The very reasonable-acting mad doctor kidnaps more girls, attempting to graft their faces onto his daughter’s to only temporary avail – first Edna (Juliette Mayniel of Chabrol’s Les Cousins), who escapes into the main house then suicides when she sees herself in a mirror, then police-plant Paulette (Beatrice Altariba, Cosette in the Jean Gabin Les Miserables). Faceless Edith, hidden away in her room with no entertainment except her own funeral program, finally loses her patience, frees Paulette, stabs the pearl-choker assistant in the throat and sets the lab dogs loose on her dad, then wanders outside, a walking statue surrounded by doves.

Franju made after Head Against the Wall, assisted by Claude Sautet (a noted director in the 1970’s). Cinematographer Eugen Schufftan had shot People On Sunday, worked with GW Pabst, Max Ophuls, Rene Clair and Edgar Ulmer. A quiet movie but for the judicious, counterintuitive use of upbeat music.

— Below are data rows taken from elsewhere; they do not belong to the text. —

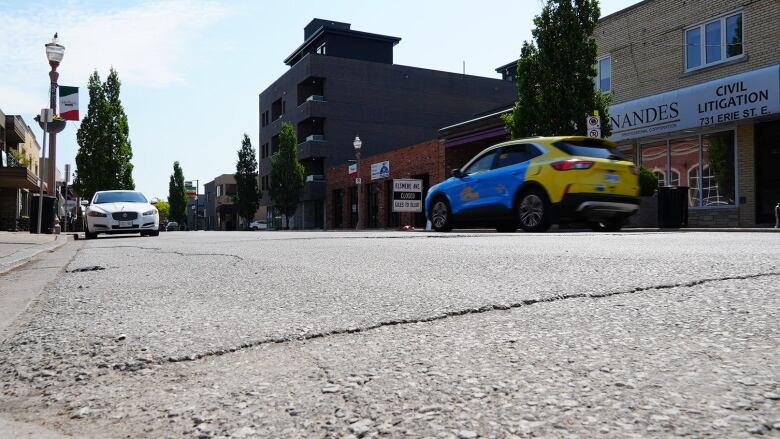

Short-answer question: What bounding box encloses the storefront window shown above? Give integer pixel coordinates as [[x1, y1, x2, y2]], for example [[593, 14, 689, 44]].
[[669, 137, 699, 206], [617, 143, 637, 163], [642, 142, 669, 186], [701, 131, 736, 206]]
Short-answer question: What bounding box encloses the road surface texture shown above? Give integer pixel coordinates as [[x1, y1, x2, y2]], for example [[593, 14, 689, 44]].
[[0, 232, 780, 438]]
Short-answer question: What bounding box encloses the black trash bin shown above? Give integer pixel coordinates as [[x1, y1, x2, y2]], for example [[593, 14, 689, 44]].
[[30, 194, 55, 233], [658, 186, 688, 229]]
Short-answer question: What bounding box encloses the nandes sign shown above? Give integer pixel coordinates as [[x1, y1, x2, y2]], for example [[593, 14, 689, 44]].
[[609, 65, 780, 141], [393, 178, 422, 212]]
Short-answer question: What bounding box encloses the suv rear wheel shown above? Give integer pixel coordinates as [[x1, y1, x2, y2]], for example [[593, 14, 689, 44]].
[[516, 188, 550, 232], [430, 197, 452, 232]]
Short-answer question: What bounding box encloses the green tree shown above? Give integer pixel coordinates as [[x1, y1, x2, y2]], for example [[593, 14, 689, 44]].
[[504, 0, 612, 138], [73, 69, 135, 199], [235, 133, 260, 229], [269, 122, 304, 229], [103, 68, 135, 189], [168, 162, 187, 224]]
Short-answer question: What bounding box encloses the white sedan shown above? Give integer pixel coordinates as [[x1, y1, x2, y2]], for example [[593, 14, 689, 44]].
[[84, 191, 160, 239]]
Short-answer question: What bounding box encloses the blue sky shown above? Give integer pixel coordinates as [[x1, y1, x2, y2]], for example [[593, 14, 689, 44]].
[[0, 0, 637, 198]]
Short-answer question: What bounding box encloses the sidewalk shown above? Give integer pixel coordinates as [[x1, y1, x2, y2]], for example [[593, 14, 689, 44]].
[[0, 232, 72, 275]]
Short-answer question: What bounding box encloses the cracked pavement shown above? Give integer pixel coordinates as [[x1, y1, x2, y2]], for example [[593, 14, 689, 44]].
[[0, 232, 780, 438]]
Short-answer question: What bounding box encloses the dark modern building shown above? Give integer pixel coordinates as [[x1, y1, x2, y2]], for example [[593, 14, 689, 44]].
[[259, 19, 516, 228]]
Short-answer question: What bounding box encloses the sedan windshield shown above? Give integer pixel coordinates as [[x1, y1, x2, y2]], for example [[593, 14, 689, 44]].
[[95, 191, 147, 204]]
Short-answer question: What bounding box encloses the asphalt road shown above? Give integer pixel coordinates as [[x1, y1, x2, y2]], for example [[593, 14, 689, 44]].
[[0, 232, 780, 438]]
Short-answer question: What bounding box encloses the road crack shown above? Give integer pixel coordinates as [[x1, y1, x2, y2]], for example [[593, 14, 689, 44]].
[[108, 272, 780, 372], [79, 245, 244, 261]]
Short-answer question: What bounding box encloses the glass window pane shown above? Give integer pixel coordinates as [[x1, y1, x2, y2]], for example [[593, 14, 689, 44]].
[[705, 20, 721, 64], [642, 142, 668, 186], [701, 131, 736, 206], [496, 145, 529, 168], [617, 143, 636, 163], [669, 137, 699, 206], [685, 27, 701, 69], [726, 14, 742, 58], [599, 58, 612, 92]]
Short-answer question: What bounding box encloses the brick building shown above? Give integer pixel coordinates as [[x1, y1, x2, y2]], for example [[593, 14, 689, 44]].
[[594, 0, 780, 227], [203, 174, 236, 230], [258, 19, 517, 228], [0, 111, 42, 231], [325, 139, 446, 229]]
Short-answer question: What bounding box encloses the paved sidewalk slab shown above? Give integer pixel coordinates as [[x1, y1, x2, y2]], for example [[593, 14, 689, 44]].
[[0, 232, 72, 275]]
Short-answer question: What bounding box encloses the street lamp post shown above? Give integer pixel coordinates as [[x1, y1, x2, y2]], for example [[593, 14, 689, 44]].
[[352, 136, 363, 230], [41, 33, 65, 230]]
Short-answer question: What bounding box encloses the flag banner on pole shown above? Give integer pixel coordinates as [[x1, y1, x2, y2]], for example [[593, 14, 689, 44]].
[[60, 85, 79, 120]]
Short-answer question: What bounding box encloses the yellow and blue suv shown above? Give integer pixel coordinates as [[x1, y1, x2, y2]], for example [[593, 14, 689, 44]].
[[425, 136, 639, 232]]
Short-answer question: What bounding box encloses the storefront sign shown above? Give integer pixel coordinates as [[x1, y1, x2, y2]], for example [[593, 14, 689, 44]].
[[371, 160, 390, 180], [393, 178, 422, 212], [609, 65, 780, 141]]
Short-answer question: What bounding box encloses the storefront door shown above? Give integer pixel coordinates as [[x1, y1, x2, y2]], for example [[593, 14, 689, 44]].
[[756, 120, 780, 224]]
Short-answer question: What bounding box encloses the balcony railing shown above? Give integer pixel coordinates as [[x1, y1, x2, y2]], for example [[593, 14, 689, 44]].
[[301, 134, 325, 143]]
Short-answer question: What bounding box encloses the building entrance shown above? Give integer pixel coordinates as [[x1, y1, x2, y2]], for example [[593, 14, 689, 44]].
[[756, 120, 780, 224]]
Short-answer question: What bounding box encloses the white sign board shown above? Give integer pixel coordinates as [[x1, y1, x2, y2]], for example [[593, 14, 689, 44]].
[[371, 160, 390, 180], [609, 65, 780, 141], [393, 178, 423, 212]]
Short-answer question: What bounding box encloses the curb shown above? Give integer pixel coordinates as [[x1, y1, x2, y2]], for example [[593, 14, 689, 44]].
[[0, 234, 72, 276]]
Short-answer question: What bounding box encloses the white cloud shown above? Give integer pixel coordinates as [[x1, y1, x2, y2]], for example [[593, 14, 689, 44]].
[[0, 0, 228, 99]]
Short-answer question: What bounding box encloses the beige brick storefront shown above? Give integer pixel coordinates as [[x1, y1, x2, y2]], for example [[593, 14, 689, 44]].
[[594, 0, 780, 227]]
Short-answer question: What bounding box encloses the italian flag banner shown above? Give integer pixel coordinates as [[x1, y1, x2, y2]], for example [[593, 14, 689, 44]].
[[60, 85, 79, 120]]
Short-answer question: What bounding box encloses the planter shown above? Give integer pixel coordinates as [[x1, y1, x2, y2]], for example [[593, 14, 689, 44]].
[[35, 116, 66, 134], [627, 194, 658, 229]]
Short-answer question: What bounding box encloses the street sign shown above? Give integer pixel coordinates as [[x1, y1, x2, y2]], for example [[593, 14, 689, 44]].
[[587, 115, 601, 139], [393, 178, 422, 212], [371, 160, 390, 180]]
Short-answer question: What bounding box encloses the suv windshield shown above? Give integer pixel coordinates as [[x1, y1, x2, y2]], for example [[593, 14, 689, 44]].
[[95, 191, 147, 204], [553, 139, 628, 160]]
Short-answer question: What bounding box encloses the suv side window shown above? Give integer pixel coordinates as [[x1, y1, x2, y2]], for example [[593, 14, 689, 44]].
[[495, 144, 541, 168], [463, 150, 496, 175]]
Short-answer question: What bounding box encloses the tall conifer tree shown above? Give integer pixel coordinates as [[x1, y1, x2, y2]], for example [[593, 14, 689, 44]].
[[269, 122, 304, 229], [73, 69, 135, 199], [235, 134, 260, 228], [505, 0, 611, 138], [168, 162, 187, 225]]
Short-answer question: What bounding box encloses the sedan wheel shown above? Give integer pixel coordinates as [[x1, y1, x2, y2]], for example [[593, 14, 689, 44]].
[[517, 190, 550, 232], [431, 198, 452, 232]]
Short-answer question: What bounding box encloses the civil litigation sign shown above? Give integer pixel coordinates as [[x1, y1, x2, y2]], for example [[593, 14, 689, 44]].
[[609, 65, 780, 141]]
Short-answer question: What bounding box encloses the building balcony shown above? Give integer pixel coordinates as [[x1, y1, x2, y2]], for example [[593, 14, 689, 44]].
[[0, 154, 38, 191], [298, 96, 327, 119], [298, 140, 328, 160], [301, 175, 325, 201]]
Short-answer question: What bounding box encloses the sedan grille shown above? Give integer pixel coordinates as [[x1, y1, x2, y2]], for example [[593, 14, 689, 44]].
[[111, 212, 138, 221]]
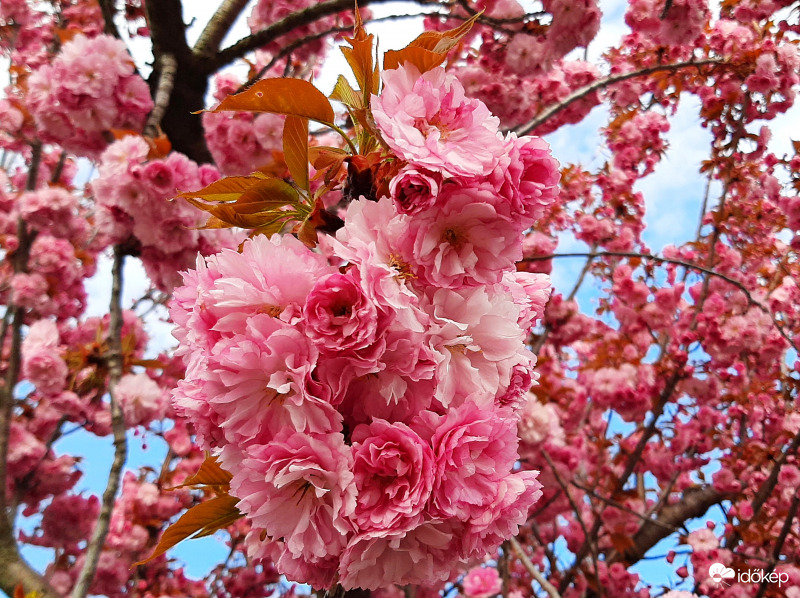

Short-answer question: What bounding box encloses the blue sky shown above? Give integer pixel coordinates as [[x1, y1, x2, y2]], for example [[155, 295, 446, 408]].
[[9, 0, 800, 594]]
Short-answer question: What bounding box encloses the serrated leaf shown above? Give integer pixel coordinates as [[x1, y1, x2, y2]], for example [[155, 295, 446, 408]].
[[175, 453, 233, 491], [209, 79, 335, 125], [383, 11, 483, 73], [235, 178, 308, 214], [407, 11, 483, 54], [330, 75, 364, 110], [133, 494, 242, 566], [283, 116, 308, 191], [190, 200, 298, 229], [383, 47, 447, 73], [176, 172, 267, 202]]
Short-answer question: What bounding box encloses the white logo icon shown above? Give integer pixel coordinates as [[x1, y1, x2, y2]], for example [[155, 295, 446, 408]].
[[708, 563, 736, 586]]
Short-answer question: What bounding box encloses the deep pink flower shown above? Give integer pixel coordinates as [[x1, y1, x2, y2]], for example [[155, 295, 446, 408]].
[[461, 567, 503, 598], [231, 428, 356, 563], [415, 403, 518, 521], [303, 269, 378, 352], [339, 521, 460, 589], [399, 186, 522, 288], [206, 314, 340, 446], [389, 167, 442, 214], [352, 419, 434, 531], [372, 64, 503, 177]]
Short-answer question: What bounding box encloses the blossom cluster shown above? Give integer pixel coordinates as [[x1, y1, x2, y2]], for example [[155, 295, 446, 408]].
[[92, 135, 239, 291], [27, 34, 153, 158], [171, 65, 559, 589]]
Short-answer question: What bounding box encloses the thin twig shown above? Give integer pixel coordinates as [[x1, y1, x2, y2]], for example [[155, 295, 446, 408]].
[[514, 58, 723, 135], [192, 0, 249, 56], [98, 0, 122, 39], [0, 142, 58, 598], [144, 52, 178, 137], [72, 245, 128, 598], [570, 480, 680, 533], [510, 538, 561, 598]]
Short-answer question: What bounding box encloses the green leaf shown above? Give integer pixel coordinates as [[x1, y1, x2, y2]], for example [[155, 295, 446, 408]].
[[283, 116, 308, 191]]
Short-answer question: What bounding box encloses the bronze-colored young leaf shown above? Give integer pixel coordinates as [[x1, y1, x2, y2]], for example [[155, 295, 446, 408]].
[[175, 453, 233, 492], [297, 198, 342, 247], [383, 11, 483, 73], [309, 147, 349, 185], [236, 177, 308, 214], [189, 200, 302, 229], [133, 494, 242, 566], [330, 75, 364, 110], [407, 11, 483, 54], [209, 78, 334, 125], [383, 47, 447, 73], [283, 116, 308, 191], [176, 172, 267, 202], [340, 7, 377, 106]]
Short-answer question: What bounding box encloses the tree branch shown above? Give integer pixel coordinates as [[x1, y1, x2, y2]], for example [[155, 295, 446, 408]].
[[72, 245, 128, 598], [144, 52, 178, 137], [520, 251, 800, 351], [514, 58, 723, 136], [607, 486, 730, 565], [510, 538, 561, 598], [0, 142, 58, 598], [98, 0, 122, 39], [205, 0, 406, 73], [192, 0, 248, 56]]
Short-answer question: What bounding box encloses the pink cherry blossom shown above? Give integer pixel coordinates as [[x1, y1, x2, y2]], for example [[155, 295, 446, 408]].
[[372, 65, 503, 177], [353, 419, 434, 531]]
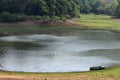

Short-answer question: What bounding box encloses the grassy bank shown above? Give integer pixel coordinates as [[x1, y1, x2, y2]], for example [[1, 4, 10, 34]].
[[0, 67, 120, 80], [0, 14, 120, 34], [0, 14, 120, 80], [75, 14, 120, 32]]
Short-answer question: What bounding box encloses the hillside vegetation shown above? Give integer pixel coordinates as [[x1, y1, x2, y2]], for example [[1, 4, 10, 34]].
[[0, 0, 120, 22]]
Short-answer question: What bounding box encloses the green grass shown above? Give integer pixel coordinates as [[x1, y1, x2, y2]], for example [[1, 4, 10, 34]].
[[76, 14, 120, 31], [0, 67, 120, 80]]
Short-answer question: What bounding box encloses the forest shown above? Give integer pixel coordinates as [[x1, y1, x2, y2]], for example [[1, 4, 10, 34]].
[[0, 0, 120, 22]]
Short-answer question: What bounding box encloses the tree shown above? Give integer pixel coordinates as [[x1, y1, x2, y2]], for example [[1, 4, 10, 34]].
[[115, 0, 120, 18]]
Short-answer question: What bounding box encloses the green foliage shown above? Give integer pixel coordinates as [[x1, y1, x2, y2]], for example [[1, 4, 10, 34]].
[[0, 12, 18, 22], [0, 0, 120, 22]]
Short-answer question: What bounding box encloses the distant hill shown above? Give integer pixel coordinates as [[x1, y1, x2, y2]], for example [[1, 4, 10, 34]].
[[100, 0, 113, 4]]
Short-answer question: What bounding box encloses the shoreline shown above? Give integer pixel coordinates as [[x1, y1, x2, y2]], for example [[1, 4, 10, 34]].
[[0, 14, 120, 80]]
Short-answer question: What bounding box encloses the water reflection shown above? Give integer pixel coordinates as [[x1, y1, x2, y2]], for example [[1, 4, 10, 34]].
[[0, 30, 120, 72]]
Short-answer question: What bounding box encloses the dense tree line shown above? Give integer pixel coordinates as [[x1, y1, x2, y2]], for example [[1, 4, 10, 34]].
[[0, 0, 120, 21]]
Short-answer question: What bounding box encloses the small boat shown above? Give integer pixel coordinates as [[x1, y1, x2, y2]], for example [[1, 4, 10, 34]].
[[90, 66, 105, 71]]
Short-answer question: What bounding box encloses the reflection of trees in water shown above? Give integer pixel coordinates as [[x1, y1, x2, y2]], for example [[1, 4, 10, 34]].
[[0, 41, 47, 50], [79, 49, 120, 61]]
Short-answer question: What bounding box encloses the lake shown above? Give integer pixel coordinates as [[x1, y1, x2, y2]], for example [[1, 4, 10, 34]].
[[0, 30, 120, 72]]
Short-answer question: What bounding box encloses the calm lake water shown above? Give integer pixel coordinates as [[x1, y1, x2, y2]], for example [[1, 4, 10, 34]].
[[0, 30, 120, 72]]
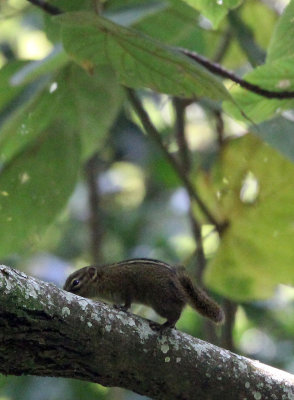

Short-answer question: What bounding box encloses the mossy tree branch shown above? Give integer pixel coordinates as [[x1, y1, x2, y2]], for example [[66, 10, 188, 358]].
[[0, 266, 294, 400]]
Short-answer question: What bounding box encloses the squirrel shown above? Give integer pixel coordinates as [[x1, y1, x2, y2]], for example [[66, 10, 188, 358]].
[[63, 258, 224, 331]]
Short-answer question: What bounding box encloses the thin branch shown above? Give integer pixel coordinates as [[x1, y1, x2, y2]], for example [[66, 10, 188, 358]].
[[28, 0, 294, 100], [0, 265, 294, 400], [28, 0, 63, 15], [85, 154, 103, 264], [126, 89, 226, 232], [178, 48, 294, 100]]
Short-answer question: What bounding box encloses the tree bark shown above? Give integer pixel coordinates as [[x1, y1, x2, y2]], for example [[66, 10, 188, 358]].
[[0, 266, 294, 400]]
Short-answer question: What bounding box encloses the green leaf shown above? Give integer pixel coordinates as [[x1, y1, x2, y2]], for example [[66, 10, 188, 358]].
[[0, 130, 80, 257], [55, 12, 230, 100], [0, 76, 63, 162], [266, 0, 294, 63], [205, 134, 294, 300], [224, 57, 294, 123], [184, 0, 242, 28], [65, 65, 124, 159], [251, 117, 294, 162], [224, 1, 294, 123]]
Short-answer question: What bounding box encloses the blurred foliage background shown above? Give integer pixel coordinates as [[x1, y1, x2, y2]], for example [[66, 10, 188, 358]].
[[0, 0, 294, 400]]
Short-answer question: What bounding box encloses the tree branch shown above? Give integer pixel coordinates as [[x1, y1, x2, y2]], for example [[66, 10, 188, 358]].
[[127, 89, 227, 232], [0, 265, 294, 400]]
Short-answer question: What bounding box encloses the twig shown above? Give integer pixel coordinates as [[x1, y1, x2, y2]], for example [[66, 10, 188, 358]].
[[214, 110, 224, 150], [178, 48, 294, 99], [173, 98, 206, 285], [221, 299, 237, 351], [173, 97, 191, 174], [126, 89, 226, 232], [28, 0, 63, 15]]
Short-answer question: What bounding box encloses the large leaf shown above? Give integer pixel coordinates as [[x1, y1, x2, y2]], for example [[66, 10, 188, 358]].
[[10, 45, 69, 87], [206, 135, 294, 300], [55, 12, 230, 100], [184, 0, 242, 28], [133, 0, 218, 55], [65, 65, 123, 158], [0, 130, 80, 257]]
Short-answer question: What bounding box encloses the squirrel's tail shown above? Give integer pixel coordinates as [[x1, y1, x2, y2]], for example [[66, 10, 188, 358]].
[[177, 267, 225, 324]]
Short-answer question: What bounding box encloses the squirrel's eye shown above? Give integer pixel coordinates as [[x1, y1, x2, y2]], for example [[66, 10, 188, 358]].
[[72, 279, 80, 287]]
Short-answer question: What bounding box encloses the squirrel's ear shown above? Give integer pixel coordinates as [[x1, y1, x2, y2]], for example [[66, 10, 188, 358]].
[[87, 267, 97, 279]]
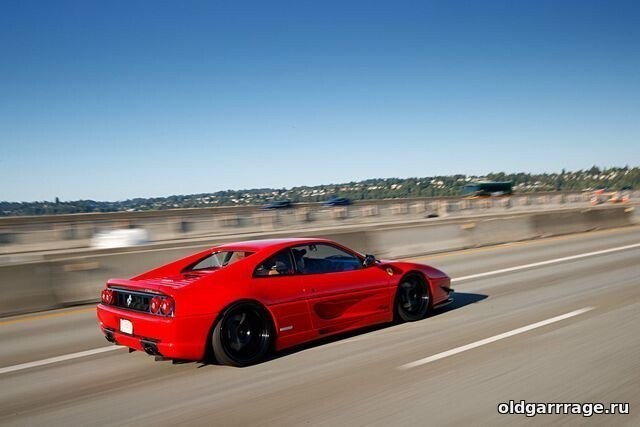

My first time watching this one, which is like a full-color, freakier 8 1/2 from the point of view of the director’s neglected wife (played by the director’s neglected wife, Giulietta Masina). Her husband has a much smaller role, not Mastroianni-worthy, merely Mario Pisu (Gloria Morin’s man in 8 1/2). Giulietta’s friends Valentina Cortese (Thieves’ Highway, Day for Night) and especially Sandra Milo (also a sexpot in 8 1/2 and Il Generale Della Rovere) lead her into temptation. Meanwhile, as per the title, a seance has opened her connection to the spirit world, leaving viewers like me unable to tell movie-spirit from movie-reality.

First wide/color movie watched on the Big New TV – lovely! I’ll have to find a way to capture screenshots while watching these. Next time around I’ll report more details – this viewing was just for sensual immersion.

J. Baxter for Criterion:

If the success of the psychoanalytical 8 1/2 persuaded him of anything, it was the need to examine even more thoroughly the sources of his creativity, which lay in dreams, and in his ambiguous sexuality.